SURABAYA ( Kabarjawatimur.com) — Wacana pembatasan operasional truk sampah di Kota Surabaya kembali mengemuka. Komisi C DPRD Surabaya menilai pemerintah kota perlu segera menyusun regulasi khusus terkait standar usia kendaraan pengangkut sampah, menyusul rencana pengetatan izin uji kelayakan bagi armada milik swasta yang beroperasi di wilayah kota.
Langkah Pemkot Surabaya yang memperketat uji kelayakan truk sampah swasta disebut sebagai respons atas masih ditemukannya kendaraan yang tetap beroperasi meski dalam kondisi tidak layak jalan. Kondisi tersebut terutama banyak terjadi pada armada milik pihak ketiga yang melayani pengangkutan sampah dari pusat perbelanjaan dan sektor komersial.
Anggota Komisi C DPRD Surabaya dari Fraksi Golkar, Achmad Nurdjayanto, menegaskan bahwa hingga saat ini Surabaya belum memiliki aturan baku mengenai batas usia operasional truk sampah.
“Karena di Surabaya juga belum punya regulasi tentang standarisasi truk sampah itu tidak layak sampai tahun berapa, ini yang perlu kita pikirkan bersama,” ujar Achmad, Selasa (14/04/2026).
Ia menilai, keberadaan truk yang sudah berusia tua berpotensi menimbulkan risiko keselamatan dan lingkungan. Tidak hanya kendaraan lama, bahkan truk yang masih tergolong baru sekalipun tetap berisiko karena membawa muatan limbah.
Menurutnya, kendaraan yang tidak layak jalan dikhawatirkan dapat mengalami gangguan teknis di tengah operasional dan berpotensi menimbulkan pencemaran lingkungan.
“Saya mengkhawatirkan ketika truk mogok dan lain sebagainya, itu dapat mencemari lingkungan di sekitarnya,” jelasnya.
Achmad juga menyoroti kondisi karoseri truk tua yang dinilai sudah tidak lagi optimal, sehingga rawan terjadi kebocoran limbah sampah di jalan. Hal ini, kata dia, dapat merugikan masyarakat, termasuk ketika cairan limbah mengenai lingkungan sekitar atau pengguna jalan.
“Misalnya masyarakat mau berangkat sekolah atau kerja, lalu terkena cairan limbah sampah, tentu itu sangat merugikan dan sulit dibersihkan,” tambahnya.
Ia menegaskan, regulasi pembatasan usia kendaraan tidak hanya berlaku bagi armada swasta, tetapi juga perlu diterapkan pada truk sampah milik pemerintah kota maupun pihak ketiga.

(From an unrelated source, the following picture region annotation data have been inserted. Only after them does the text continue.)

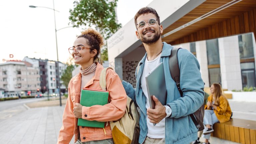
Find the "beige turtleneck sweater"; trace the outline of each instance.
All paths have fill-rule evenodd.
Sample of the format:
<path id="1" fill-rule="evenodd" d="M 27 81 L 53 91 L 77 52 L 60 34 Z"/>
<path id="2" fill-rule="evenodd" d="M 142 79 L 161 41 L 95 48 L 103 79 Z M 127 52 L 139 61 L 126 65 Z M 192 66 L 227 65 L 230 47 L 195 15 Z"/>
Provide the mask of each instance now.
<path id="1" fill-rule="evenodd" d="M 97 65 L 94 63 L 88 67 L 87 69 L 82 70 L 82 68 L 80 68 L 79 71 L 82 74 L 81 79 L 81 88 L 80 91 L 91 79 L 93 77 L 96 71 Z"/>

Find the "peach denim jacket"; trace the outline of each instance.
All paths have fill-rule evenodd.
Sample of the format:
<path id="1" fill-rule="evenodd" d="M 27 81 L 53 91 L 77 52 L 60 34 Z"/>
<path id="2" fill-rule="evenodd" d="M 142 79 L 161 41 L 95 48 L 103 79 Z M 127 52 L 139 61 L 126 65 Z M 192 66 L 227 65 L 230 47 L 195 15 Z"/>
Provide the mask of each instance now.
<path id="1" fill-rule="evenodd" d="M 84 88 L 101 90 L 99 85 L 100 74 L 103 67 L 97 64 L 95 75 Z M 109 122 L 105 123 L 105 129 L 102 128 L 77 126 L 78 119 L 75 117 L 73 108 L 76 103 L 80 101 L 80 90 L 81 75 L 79 73 L 72 78 L 68 85 L 68 97 L 64 110 L 62 126 L 60 131 L 58 144 L 69 144 L 74 134 L 75 143 L 80 133 L 82 142 L 101 140 L 112 138 L 112 133 Z M 106 74 L 107 90 L 109 92 L 109 103 L 101 106 L 90 107 L 83 106 L 82 118 L 89 120 L 108 122 L 117 120 L 123 117 L 125 111 L 126 94 L 118 75 L 110 69 Z"/>

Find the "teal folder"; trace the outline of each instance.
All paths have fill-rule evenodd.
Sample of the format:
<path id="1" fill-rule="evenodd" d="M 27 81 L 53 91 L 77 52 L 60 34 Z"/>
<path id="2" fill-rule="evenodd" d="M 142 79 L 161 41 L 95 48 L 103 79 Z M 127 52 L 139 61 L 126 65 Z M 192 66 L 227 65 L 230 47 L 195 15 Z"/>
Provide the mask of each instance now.
<path id="1" fill-rule="evenodd" d="M 80 104 L 87 107 L 105 105 L 108 103 L 109 93 L 108 91 L 84 88 L 81 91 Z M 105 123 L 105 122 L 79 118 L 77 125 L 104 128 Z"/>

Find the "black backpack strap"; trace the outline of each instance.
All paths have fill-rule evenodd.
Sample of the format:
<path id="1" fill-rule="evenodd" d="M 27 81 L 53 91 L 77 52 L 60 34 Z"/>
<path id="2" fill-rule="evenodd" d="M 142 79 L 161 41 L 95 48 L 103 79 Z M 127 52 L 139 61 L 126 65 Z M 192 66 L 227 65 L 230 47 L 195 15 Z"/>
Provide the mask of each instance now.
<path id="1" fill-rule="evenodd" d="M 169 56 L 169 68 L 171 76 L 174 81 L 176 83 L 178 89 L 180 92 L 181 97 L 183 96 L 183 93 L 180 89 L 180 68 L 179 67 L 179 63 L 178 62 L 178 51 L 182 48 L 173 48 L 171 52 L 171 55 Z M 200 127 L 199 123 L 197 122 L 196 118 L 193 114 L 189 115 L 192 121 L 197 128 Z"/>
<path id="2" fill-rule="evenodd" d="M 173 48 L 169 56 L 169 68 L 171 76 L 176 83 L 178 89 L 180 92 L 181 96 L 183 96 L 183 93 L 180 89 L 180 68 L 178 62 L 178 51 L 182 48 Z"/>

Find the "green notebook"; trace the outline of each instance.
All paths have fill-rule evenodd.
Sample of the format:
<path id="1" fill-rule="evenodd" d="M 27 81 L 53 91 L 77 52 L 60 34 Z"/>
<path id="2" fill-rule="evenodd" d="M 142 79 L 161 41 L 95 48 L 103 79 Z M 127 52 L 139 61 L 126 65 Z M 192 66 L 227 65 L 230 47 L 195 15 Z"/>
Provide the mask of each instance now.
<path id="1" fill-rule="evenodd" d="M 81 91 L 80 104 L 87 107 L 94 105 L 105 105 L 108 103 L 109 93 L 108 91 L 84 88 Z M 88 121 L 79 118 L 77 125 L 104 128 L 105 123 L 105 122 Z"/>

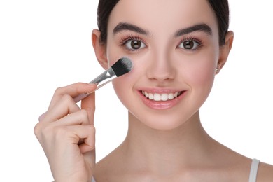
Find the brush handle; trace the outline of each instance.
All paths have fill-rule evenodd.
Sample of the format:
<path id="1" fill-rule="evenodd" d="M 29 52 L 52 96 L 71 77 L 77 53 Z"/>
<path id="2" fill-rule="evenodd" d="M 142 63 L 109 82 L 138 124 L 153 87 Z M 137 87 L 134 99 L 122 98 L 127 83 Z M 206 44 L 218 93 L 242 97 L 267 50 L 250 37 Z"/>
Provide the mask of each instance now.
<path id="1" fill-rule="evenodd" d="M 103 72 L 102 74 L 98 76 L 96 78 L 90 81 L 90 84 L 97 84 L 97 88 L 94 91 L 98 90 L 99 88 L 102 88 L 102 86 L 106 85 L 108 83 L 111 82 L 113 78 L 116 78 L 116 75 L 115 72 L 113 71 L 113 69 L 111 67 L 108 69 L 106 70 L 104 72 Z M 75 102 L 78 102 L 79 101 L 81 101 L 88 95 L 90 95 L 91 93 L 85 93 L 78 95 L 77 97 L 75 97 L 74 100 Z"/>

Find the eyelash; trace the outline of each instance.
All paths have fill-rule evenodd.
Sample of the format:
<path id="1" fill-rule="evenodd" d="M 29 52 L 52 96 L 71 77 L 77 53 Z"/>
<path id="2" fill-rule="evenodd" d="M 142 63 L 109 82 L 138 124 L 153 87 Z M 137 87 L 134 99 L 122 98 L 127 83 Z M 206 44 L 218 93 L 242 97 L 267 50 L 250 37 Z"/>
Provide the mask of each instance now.
<path id="1" fill-rule="evenodd" d="M 133 36 L 133 35 L 129 35 L 127 36 L 126 36 L 125 38 L 121 38 L 121 41 L 120 42 L 120 46 L 122 46 L 122 47 L 125 47 L 125 46 L 130 41 L 141 41 L 142 43 L 145 44 L 142 39 L 138 36 Z M 196 43 L 197 43 L 197 48 L 195 48 L 195 49 L 186 49 L 186 48 L 179 48 L 180 45 L 181 45 L 181 43 L 183 43 L 183 42 L 186 42 L 186 41 L 192 41 L 192 42 L 195 42 Z M 180 41 L 179 44 L 177 46 L 177 48 L 181 48 L 181 49 L 183 49 L 185 50 L 186 51 L 196 51 L 197 50 L 199 50 L 200 48 L 201 48 L 202 46 L 204 46 L 203 44 L 203 42 L 198 39 L 198 38 L 196 38 L 194 36 L 187 36 L 187 37 L 185 37 L 185 38 L 183 38 L 181 39 L 181 41 Z M 134 49 L 129 49 L 129 50 L 130 51 L 137 51 L 137 50 L 139 50 L 139 49 L 136 49 L 136 50 L 134 50 Z"/>
<path id="2" fill-rule="evenodd" d="M 125 46 L 128 41 L 142 41 L 141 38 L 140 38 L 139 36 L 133 36 L 133 35 L 130 35 L 126 36 L 125 38 L 122 38 L 120 41 L 120 46 Z"/>
<path id="3" fill-rule="evenodd" d="M 183 49 L 183 50 L 185 50 L 186 51 L 196 51 L 196 50 L 199 50 L 200 48 L 201 48 L 202 47 L 204 46 L 204 43 L 203 43 L 203 42 L 201 40 L 200 40 L 200 39 L 198 39 L 198 38 L 195 38 L 194 36 L 187 36 L 187 37 L 185 37 L 185 38 L 182 38 L 182 40 L 180 41 L 178 46 L 177 46 L 177 48 L 179 48 L 178 46 L 182 43 L 186 42 L 186 41 L 193 41 L 193 42 L 197 43 L 198 44 L 197 48 L 195 48 L 195 49 L 181 48 L 181 49 Z"/>

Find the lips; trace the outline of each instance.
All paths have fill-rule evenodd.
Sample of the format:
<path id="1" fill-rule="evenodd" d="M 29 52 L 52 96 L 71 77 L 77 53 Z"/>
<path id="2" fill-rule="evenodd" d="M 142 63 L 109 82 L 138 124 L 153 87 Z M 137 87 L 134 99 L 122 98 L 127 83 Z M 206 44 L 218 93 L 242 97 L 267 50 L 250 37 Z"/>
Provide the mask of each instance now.
<path id="1" fill-rule="evenodd" d="M 156 88 L 139 90 L 138 92 L 143 102 L 149 108 L 164 110 L 178 104 L 184 97 L 186 91 Z"/>
<path id="2" fill-rule="evenodd" d="M 170 93 L 149 93 L 146 91 L 141 91 L 141 93 L 145 97 L 150 100 L 154 100 L 154 101 L 168 101 L 168 100 L 172 100 L 177 97 L 179 97 L 182 92 L 170 92 Z"/>

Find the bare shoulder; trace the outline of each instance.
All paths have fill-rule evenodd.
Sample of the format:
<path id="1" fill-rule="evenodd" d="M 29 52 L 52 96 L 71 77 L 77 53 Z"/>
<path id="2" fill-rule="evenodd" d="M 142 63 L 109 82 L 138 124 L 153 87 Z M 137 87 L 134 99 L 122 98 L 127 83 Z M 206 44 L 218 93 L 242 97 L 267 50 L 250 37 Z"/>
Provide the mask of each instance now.
<path id="1" fill-rule="evenodd" d="M 260 162 L 258 171 L 257 181 L 273 181 L 273 165 Z"/>

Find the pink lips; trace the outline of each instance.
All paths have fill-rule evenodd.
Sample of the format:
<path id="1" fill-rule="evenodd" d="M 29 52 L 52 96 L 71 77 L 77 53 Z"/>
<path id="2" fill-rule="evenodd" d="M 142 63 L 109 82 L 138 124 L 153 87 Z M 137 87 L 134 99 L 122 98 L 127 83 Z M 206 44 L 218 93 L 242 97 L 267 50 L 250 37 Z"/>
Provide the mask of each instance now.
<path id="1" fill-rule="evenodd" d="M 164 94 L 164 93 L 174 93 L 177 92 L 177 91 L 170 91 L 169 90 L 146 90 L 146 92 L 150 92 L 150 93 L 158 93 L 158 94 Z M 140 95 L 140 97 L 143 102 L 149 108 L 153 109 L 158 109 L 158 110 L 164 110 L 164 109 L 169 109 L 172 107 L 174 107 L 175 105 L 176 105 L 183 97 L 183 96 L 186 94 L 186 91 L 179 91 L 180 94 L 172 99 L 168 99 L 166 101 L 155 101 L 154 99 L 150 99 L 148 98 L 146 98 L 145 95 L 143 94 L 143 91 L 139 91 L 139 94 Z"/>

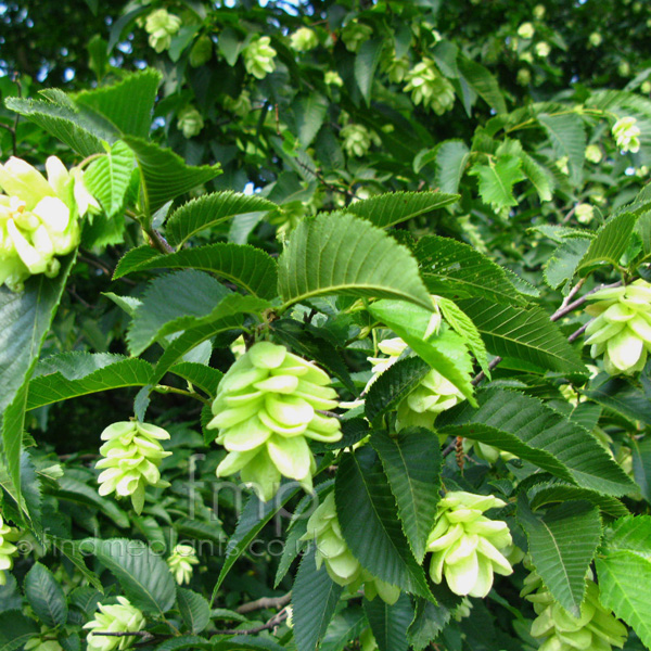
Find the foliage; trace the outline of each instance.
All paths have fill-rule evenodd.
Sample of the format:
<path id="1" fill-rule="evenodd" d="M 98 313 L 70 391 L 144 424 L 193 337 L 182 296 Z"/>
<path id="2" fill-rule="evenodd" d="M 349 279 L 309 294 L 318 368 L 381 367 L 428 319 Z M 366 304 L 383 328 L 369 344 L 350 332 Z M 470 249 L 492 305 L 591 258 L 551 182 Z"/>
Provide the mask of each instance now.
<path id="1" fill-rule="evenodd" d="M 651 648 L 651 9 L 31 4 L 0 649 Z"/>

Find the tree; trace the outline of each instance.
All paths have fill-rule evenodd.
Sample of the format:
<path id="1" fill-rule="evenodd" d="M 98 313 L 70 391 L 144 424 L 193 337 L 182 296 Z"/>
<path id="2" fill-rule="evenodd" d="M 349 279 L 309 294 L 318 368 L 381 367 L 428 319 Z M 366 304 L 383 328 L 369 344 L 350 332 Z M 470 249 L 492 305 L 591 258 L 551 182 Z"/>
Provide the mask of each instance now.
<path id="1" fill-rule="evenodd" d="M 650 648 L 651 10 L 87 4 L 2 15 L 3 648 Z"/>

Achmad mengusulkan agar batas usia operasional truk sampah ditetapkan secara jelas, misalnya maksimal 10 hingga 15 tahun, serta disertai pengaturan kontrak kerja yang lebih ketat.
“Bisa saja dibatasi usia truk 10 tahun, dan kontraknya juga harus jelas. Pemkot juga harus memberi contoh dalam pembaruan armada, termasuk yang dikelola pihak swasta,” ujarnya.
Ia menambahkan, pengelolaan sampah tidak hanya soal pengangkutan dari TPS, tetapi juga memastikan proses distribusi ke TPA berjalan aman tanpa mencemari lingkungan sepanjang perjalanan.
“Komisi C mendukung langkah Wali Kota terkait penertiban truk sampah yang tidak layak, karena ini demi melindungi keselamatan dan kenyamanan warga Surabaya,” pungkasnya.